そこへ葵が酒とお猪口とつまみを持って来た。
「おつまみ、こんなものしか無くてすみません。」
おつまみは、お裾分けした焼豚と同じだった。
「いい、いい。出してもらえるだけありがたい。あ、そうだ。これ、冷凍庫置いといたこしあんだ。もう作らねぇから、最後のやつ。食べてくれ。」
「いただいていいんですか?」
「あんこ!」
ルンは藤田のじいさんが開けたあんこを見て興奮した。そこには、薄く小豆色をした、白いこしあんが入っていた。
「ポロ~!ポロ~!あんこだよ!」
「綺麗なこしあん……。ありがたくちょうだいします。」
葵はそう言ってこしあんを受け取った。
「坊があんまりがっかりした顔をしてたから…………まあ、食わせてやってくれ。」
ポロは俺の後ろから出て来て、目を輝かせてこしあんを見ていた。
「ありがとうございます。じゃ、お汁粉にしていただこうか?」
「うん!ルン手伝う!」
「僕も!僕も!」
そう言って三人は台所へ行った。
俺と藤田のじいさんは小さなお猪口を合わせて乾杯をした。久しぶりに飲んだ日本酒は、辛口で美味しい酒だった。
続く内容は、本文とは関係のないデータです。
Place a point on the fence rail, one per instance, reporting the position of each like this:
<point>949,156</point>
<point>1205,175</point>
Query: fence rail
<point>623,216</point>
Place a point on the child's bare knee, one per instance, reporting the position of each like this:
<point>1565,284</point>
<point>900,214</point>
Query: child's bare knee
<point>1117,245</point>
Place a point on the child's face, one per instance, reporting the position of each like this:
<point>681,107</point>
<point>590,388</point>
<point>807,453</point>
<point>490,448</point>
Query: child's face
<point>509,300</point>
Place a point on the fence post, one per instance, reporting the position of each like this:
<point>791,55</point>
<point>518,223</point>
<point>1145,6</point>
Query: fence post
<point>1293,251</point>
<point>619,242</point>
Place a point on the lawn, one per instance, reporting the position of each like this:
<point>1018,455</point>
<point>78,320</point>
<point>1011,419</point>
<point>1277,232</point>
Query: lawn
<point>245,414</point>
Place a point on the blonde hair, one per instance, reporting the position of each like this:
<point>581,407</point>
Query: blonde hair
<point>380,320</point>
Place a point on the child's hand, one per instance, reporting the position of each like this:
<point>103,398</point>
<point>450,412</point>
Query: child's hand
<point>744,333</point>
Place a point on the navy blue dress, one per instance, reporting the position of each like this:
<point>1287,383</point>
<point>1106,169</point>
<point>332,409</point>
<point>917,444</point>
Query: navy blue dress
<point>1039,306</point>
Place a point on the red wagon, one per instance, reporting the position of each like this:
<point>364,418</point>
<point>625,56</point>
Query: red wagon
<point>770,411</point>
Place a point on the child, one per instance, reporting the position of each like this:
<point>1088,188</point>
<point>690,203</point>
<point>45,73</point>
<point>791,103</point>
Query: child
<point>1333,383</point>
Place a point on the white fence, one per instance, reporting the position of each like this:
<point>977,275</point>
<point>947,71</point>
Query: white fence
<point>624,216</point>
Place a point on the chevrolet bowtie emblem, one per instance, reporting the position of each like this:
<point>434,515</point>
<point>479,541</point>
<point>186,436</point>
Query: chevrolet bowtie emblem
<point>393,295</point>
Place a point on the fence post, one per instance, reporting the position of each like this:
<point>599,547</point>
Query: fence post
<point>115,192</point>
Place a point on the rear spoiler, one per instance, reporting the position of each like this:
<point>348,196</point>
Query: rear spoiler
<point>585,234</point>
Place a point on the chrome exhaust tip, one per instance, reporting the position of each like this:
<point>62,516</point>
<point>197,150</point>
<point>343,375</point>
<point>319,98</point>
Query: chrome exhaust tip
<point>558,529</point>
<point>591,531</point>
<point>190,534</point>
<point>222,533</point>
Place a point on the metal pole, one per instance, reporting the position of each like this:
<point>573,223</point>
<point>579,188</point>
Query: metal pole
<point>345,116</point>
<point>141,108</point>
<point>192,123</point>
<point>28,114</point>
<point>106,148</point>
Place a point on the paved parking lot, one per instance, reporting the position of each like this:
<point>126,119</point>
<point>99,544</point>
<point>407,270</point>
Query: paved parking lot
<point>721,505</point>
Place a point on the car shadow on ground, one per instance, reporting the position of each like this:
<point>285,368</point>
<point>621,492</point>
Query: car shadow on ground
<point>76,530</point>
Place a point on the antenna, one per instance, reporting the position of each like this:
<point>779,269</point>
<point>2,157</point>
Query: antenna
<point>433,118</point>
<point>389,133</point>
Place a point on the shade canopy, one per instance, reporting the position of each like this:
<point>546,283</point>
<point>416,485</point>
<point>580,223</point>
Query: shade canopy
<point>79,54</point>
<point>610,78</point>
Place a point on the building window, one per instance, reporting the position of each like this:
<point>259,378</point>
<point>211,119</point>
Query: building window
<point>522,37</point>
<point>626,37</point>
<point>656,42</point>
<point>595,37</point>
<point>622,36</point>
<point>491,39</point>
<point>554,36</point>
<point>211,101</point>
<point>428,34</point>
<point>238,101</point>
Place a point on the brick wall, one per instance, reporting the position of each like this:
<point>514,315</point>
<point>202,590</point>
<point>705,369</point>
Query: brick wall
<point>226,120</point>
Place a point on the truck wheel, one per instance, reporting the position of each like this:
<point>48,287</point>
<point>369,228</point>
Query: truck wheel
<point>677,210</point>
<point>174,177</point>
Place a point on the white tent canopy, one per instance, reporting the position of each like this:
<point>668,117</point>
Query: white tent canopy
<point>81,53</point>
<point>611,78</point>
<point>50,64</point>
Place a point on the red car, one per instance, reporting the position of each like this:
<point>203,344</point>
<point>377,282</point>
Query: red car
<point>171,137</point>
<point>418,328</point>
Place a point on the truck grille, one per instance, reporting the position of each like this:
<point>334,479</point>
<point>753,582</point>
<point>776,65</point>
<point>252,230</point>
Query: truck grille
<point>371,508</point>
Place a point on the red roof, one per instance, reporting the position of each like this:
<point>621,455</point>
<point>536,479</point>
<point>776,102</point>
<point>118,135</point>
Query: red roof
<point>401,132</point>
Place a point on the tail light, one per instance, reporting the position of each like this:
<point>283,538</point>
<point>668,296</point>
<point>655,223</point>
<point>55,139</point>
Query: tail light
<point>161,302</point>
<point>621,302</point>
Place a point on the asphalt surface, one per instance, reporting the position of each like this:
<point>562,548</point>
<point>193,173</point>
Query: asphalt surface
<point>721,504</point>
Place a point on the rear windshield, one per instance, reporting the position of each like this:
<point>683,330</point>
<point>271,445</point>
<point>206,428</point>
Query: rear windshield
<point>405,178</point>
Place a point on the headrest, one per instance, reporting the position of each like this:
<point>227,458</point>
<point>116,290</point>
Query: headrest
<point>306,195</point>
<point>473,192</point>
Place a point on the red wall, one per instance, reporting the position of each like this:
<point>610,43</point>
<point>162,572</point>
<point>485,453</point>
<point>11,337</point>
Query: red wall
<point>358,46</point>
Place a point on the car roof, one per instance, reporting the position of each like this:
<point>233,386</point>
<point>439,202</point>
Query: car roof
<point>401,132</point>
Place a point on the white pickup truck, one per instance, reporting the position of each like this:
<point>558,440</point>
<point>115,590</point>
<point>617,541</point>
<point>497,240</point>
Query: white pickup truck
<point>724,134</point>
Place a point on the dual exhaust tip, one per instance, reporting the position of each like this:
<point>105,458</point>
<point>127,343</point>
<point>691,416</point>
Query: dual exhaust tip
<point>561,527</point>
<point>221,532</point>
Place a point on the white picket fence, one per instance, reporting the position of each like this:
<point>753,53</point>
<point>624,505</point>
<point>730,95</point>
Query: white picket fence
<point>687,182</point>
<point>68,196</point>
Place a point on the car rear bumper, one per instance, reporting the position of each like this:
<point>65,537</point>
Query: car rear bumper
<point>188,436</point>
「藤田のじいさん、ありがとう。二人に、じいさんのこしあん食べさせたかったんだ。めちゃくちゃ旨いって話したら二人で買いに行くって言い出して……もう、作ってないとは知らなくて……。」
「俺ももうこんな歳だ。力仕事はもうえらい。跡継ぎもおらんしな。」
「そっか……。」
静かな時間が流れた。台所の方で、三人が嬉しそうにお汁粉を作っていた。
「お砂糖、これくらい?もっと?」
「味見する?」
「僕も!僕も!」
すると、藤田のじいさんが少し酒を飲んで、口を開いた。
「紅坊、お前、いくつになった?」
「じいさん、もう坊って歳じゃないよ。今年で31。」
「ほうか……もう31になるだか。」
藤田のじいさんはそう言うと、また山の方を見た。
「もう、狼にはなったか……?」
え…………?
「紅坊が戻って来たって聞いた時から、そうじゃねぇかと思ってたんだ。」
「じいさん、それ、知ってたの?」
「おお、お前のじいさんも親父もそうだからな。」
もしかして、ここの地域のみんなは知ってる?
「心配すんな。知ってるのは俺だけだ。俺も誰かに言うつもりもねぇ。」
藤田のじいさんだけなのか……。
「この前、山で狼を見かけてな。緑葉の名前を呼んだら、近くに来た。」
それは……緑葉、親父の名前だった。
「親父は母さんと台湾にいるんじゃ……。」
「母ちゃんから聞いてねぇか。親父さんいなくなったって。」
やっと、何故葵が雇われるようにここにいるのかわかった。母さんは、消えた父さんの帰る場所を、残しておきたかったんだ……。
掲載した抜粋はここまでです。